To type after the title: names and surnames, duties, establishment or attachment organism, address, email and phone numbers.


A few lines about your background and your articles will help the editorial team to write a short biography.


Use the « Insertion/note » from Word. Notes and references, in « Entreprendre & Innover » are shown in the bottom of the pages, and not as a standard bibliography at the end.

Be careful to the length of notes: the review is designed for practitioners. It is not an academic review, be concise!

Diagrams, tables, graphs

Diagrams, tables, graphs are welcomed.

The PowerPoints will be send separately, together with the text.

Boxed texts

They enable to reduce the text and highlight some key elements. The boxed texts could be examples, good practices, testimonials, …

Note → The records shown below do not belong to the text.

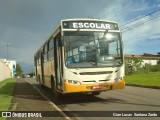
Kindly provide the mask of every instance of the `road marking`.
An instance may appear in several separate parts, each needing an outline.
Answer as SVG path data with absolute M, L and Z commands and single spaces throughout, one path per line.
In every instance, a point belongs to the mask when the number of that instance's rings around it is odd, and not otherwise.
M 72 120 L 58 106 L 56 106 L 53 102 L 51 102 L 40 90 L 38 90 L 34 85 L 32 85 L 28 80 L 25 79 L 25 81 L 27 81 L 38 93 L 40 93 L 49 102 L 50 105 L 52 105 L 57 111 L 59 111 L 61 115 L 65 117 L 66 120 Z

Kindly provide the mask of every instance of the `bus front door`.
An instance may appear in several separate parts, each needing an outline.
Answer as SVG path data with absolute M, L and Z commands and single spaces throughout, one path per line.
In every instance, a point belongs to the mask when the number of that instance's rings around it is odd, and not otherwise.
M 55 55 L 55 82 L 56 89 L 62 91 L 62 47 L 60 35 L 57 35 L 54 41 L 54 55 Z

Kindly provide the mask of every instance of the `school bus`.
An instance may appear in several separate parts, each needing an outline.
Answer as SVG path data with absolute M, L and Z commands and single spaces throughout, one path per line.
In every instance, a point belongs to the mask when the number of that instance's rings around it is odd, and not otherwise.
M 118 23 L 65 19 L 34 56 L 35 75 L 54 95 L 123 89 L 123 42 Z

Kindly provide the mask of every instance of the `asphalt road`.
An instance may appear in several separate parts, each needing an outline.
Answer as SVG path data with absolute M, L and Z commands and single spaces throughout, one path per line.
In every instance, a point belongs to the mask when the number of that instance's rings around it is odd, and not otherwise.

The boxed texts should not exceed 2,000 to 2,500 characters. They might be three or four by article.


The review editorial board is responsible for the “Headings” (subtitles, main points, …)

Nevertheless, you are more than welcome to suggest some.

3° Calibration

The respect of is essential to be edited. Calibration is calculated “including spaces” and covers all texts, boxed texts included.

Size of contribution should not exceed:

Editorial: 2 700 characters                        Articles: Between 18 000 and 28 000 characters

Interviews:12000 characters                      Books reviews: 12000 characters 

4° Style and visibility rules


The typographic code is the following Domenach (Jean-Luc) and Richer (Philippe), China, Paris, Le Seuil, 2008, p. 175-183.

Plan article announcements

Avoid introducing your text in this way: “In the first part of this article we will speak of this and secondly, we will explain that” …

In that vein, it is unnecessary to write “Introduction” and “Conclusion”. If the reasoning is limpid, the reader doesn’t need to be taken by the hand.

Headlines levels

Avoid paragraphs numbering like:



However, it is strongly recommended to use styles to highlight the reading levels.

For example: Title (body of the text: 16 bold, centred)

Inter (body of the text 14, bold)

Inter 2 (body of the text 12, underline, indent)

  • Bullet point

Normally, three reading levels are enough/

Style of the review

Being designed for professionals, the review is intended to be simple, direct and concrete. That must be apparent with the style of the writing. Avoid repetitions of subordinates (“we use to think that… “we have found that…”), avoid spells and convoluted words too (especially when they do not figure in the dictionary).

5° Rereading and Rewriting

The submitted articles are valued by at least one member of the editorial board. They must fit with a readership composed of practitioners and are supposed to respect some editorial rules (layout, police, etc.). For those reasons, articles are likely to be rewrite, modified or shortened. These potential modifications are strictly form changes. The articles content will never be changed without prior consent of the authors.